Recuperação de fibras
É uma oportunidade para as utilizar em novos compósitos e dar uma solução a estes resíduos pré-consumo ou pós-consumo.
Os materiais compostos ou compósitos são formados por dois ou mais componentes, apresentando os materiais finais propriedades superiores às dos componentes separadamente. Os componentes principais são uma matriz polimérica e um reforço. A matriz configura a geometria da peça e confere coesão, enquanto o reforço aporta rigidez e resistência.
Em muitos casos, a sua reciclagem tem-se centrado numa reciclagem mecânica, obtendo uma recuperação como carga do compósito global, com um baixo valor acrescentado. No entanto, a recuperação das fibras de forma pura, para voltarem a ser utilizadas em novos compósitos, constitui uma realidade interessante, uma vez que apresenta uma menor pegada de carbono do que as correspondentes fibras virgens, além de dar uma solução clara a estes resíduos pré-consumo ou pós-consumo.
Como se recuperam as fibras?
Esta recuperação de fibras (de carbono ou de vidro, principalmente) é possível a partir de processos de reciclagem química.
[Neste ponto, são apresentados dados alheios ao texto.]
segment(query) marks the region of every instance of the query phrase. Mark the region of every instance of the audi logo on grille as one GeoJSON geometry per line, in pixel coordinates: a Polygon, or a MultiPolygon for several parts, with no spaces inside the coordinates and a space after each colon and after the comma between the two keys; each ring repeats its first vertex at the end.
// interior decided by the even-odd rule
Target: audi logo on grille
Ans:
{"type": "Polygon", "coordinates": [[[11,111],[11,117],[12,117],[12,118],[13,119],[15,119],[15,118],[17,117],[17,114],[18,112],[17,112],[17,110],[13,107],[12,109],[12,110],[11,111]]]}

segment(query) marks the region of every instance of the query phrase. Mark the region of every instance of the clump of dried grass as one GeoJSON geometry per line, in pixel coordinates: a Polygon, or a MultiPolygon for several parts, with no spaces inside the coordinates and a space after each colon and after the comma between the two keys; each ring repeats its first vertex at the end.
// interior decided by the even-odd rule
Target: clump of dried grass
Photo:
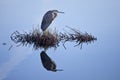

Processos de solvólise (como a glicólise ou a acidólise, entre outras) ou termólise (como a pirólise) permitem a rutura da cadeia polimérica que acompanha a fibra, permitindo a sua libertação e, portanto, a sua recuperação e reincorporação no mercado como material reciclado.
Após o processo de reciclagem química, a fibra recuperada deve ser tratada através de processos de ensimagem para ser utilizada novamente como matéria-prima reciclada, mantendo o comprimento da fibra, o que preserva uma boa resistência da mesma e, consequentemente, confere boas propriedades ao produto final. O processo de ensimagem melhora a união dos dois elementos (matriz e fibra) e diminui o efeito de duas fases, proporcionando boas propriedades finais.
Na reciclagem química dos compósitos, também se podem obter produtos como monómeros, oligómeros ou outras substâncias químicas da matriz polimérica ou resina. Estes produtos são aproveitados e introduzidos no mercado como matéria-prima reciclada na indústria química ou na de polímeros, consoante os casos.